From looking at him you’d have him pegged as a flex tight end/H-back and that’s still his most likely designation, but at the very least he might be fast enough to regularly flex outside like a Kyle Pitts and generate grievous matchup problems for defenses who don’t have safeties fast enough to run with him nor corners big enough to tackle him.

Klubnik is an interesting prospect but has a similar profile as he did as a junior. There’s no questioning he has some plus speed (they regularly run inverted power-option schemes where he has to win the edge after executing a mesh) and he showed off some arm in this game. Westlake is rarely pressured though and he was relatively untested this year. In this very game the few times Klubnik was pressured generated some iffy decisions, including an interception on his own side of the field.

Going into this game, Westlake was rolling through the high school level because of their size. Their offensive line is massive with three Power 5 prospects, their defensive line is big with the two 6-foot-6 ends, and their receiving corps was also large with Greathouse, fellow 6-foot-3 outside target Keaton Kubecka, and 6-foot-1 tight end Bryce Chambers. However, it was Greathouse’s pure speed which ultimately crushed Guyer’s own athlete-rich defense and punished them for trying to load the box from a flyover defense to account for the Westlake power run game.
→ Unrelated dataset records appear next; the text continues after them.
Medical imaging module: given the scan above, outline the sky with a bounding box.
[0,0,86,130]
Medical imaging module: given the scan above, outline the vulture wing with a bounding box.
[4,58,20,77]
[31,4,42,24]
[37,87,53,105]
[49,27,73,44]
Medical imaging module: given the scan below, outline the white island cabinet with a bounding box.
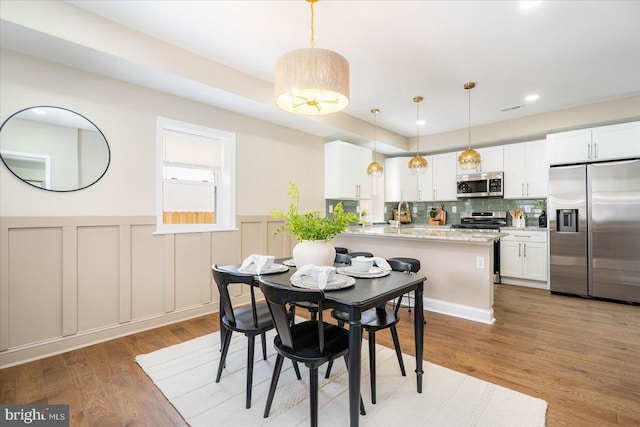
[325,140,372,199]
[547,121,640,165]
[503,139,548,199]
[500,229,548,289]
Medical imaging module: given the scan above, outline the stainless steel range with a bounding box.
[451,211,506,283]
[452,210,507,230]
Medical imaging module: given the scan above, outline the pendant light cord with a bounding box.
[373,109,378,162]
[415,98,420,156]
[467,87,471,150]
[309,0,316,48]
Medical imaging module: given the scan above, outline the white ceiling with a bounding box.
[2,1,640,153]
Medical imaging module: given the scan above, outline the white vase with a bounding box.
[293,240,336,269]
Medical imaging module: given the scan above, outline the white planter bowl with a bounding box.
[293,240,336,269]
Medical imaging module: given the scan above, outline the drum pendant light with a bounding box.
[274,0,350,115]
[457,82,482,170]
[366,108,384,177]
[408,96,428,175]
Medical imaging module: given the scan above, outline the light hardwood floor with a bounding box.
[1,284,639,426]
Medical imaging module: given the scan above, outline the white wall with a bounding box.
[0,49,326,217]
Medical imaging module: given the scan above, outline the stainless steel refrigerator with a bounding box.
[549,159,640,303]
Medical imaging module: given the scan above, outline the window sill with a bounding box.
[153,227,238,235]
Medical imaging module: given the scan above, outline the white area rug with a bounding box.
[136,326,547,427]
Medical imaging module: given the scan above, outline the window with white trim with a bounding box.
[156,117,236,233]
The Texas high school teams at this level are loaded, sometimes boasting more blue chip starters than a non-Texas/Oklahoma Big 12 depth chart. Texas’ incoming big bodies from these squads were among the cream of the crop. When combined with Quinn Ewers, who would have been the best quarterback at State had he been around to lead Southlake Carroll against Duncanville, it should offer an exceptional foundation for Longhorn teams.

Meanwhile at the 6A level, it’ll be interesting to observe next season whether the departure of Todd Dodge from Westlake opens anything up.